Unidentified Artist Chinese, active early 15th century
Ming dynasty (1368–1644)
Round fan mounted as an album leaf; ink, color, and gold on silk
Image: 9 1/2 x 10 1/16 in. (24.1 x 25.6 cm)
Bequest of John M. Crawford Jr., 1988
Not on view
During the Yuan dynasty, the archaic blue-and-green landscape style was revived by scholar-artists in the south, who sought new modes of self-expression through a conscious return to models of the past. The rich mineral pigments that characterize this style also made it a favorite of professional and court painters, who never entirely stopped producing decorative works in this manner.
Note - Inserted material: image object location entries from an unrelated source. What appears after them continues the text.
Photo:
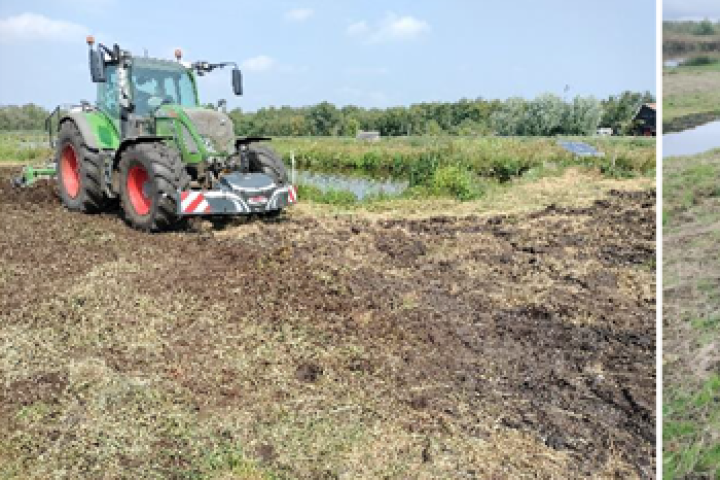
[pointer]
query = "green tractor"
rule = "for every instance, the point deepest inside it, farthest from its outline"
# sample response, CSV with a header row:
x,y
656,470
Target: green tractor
x,y
148,143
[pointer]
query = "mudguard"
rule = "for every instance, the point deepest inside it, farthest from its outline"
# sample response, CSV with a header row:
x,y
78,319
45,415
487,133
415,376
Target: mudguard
x,y
97,130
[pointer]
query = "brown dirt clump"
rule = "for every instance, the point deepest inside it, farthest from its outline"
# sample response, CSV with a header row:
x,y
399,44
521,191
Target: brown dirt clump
x,y
485,347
This fan painting and its mate, Village and Temples in Jiangnan, typify late fourteenth- and early fifteenth-century interpretations of this decorative style. The prominent use of “hemp-fiber wrinkles” to texture rock surfaces reflects the late Yuan preference for the brush idiom of Dong Yuan (active 930s–960s) and Juran (active 960–95); the complex composition and confident rendering of three-dimensional forms in space closely parallel the landscape murals (dated 1358) at the Yonglegong temple.
Inscription: No artist’s inscription, signature, or seal
New York. The Metropolitan Museum of Art. "The World of Scholars' Rocks: Gardens, Studios, and Paintings," February 1, 2000–August 20, 2000.
New York. The Metropolitan Museum of Art. "Chinese Gardens: Pavilions, Studios, Retreats," August 18, 2012–January 6, 2013.
New York. The Metropolitan Museum of Art. "Streams and Mountains without End: Landscape Traditions of China," August 26, 2017–January 6, 2019.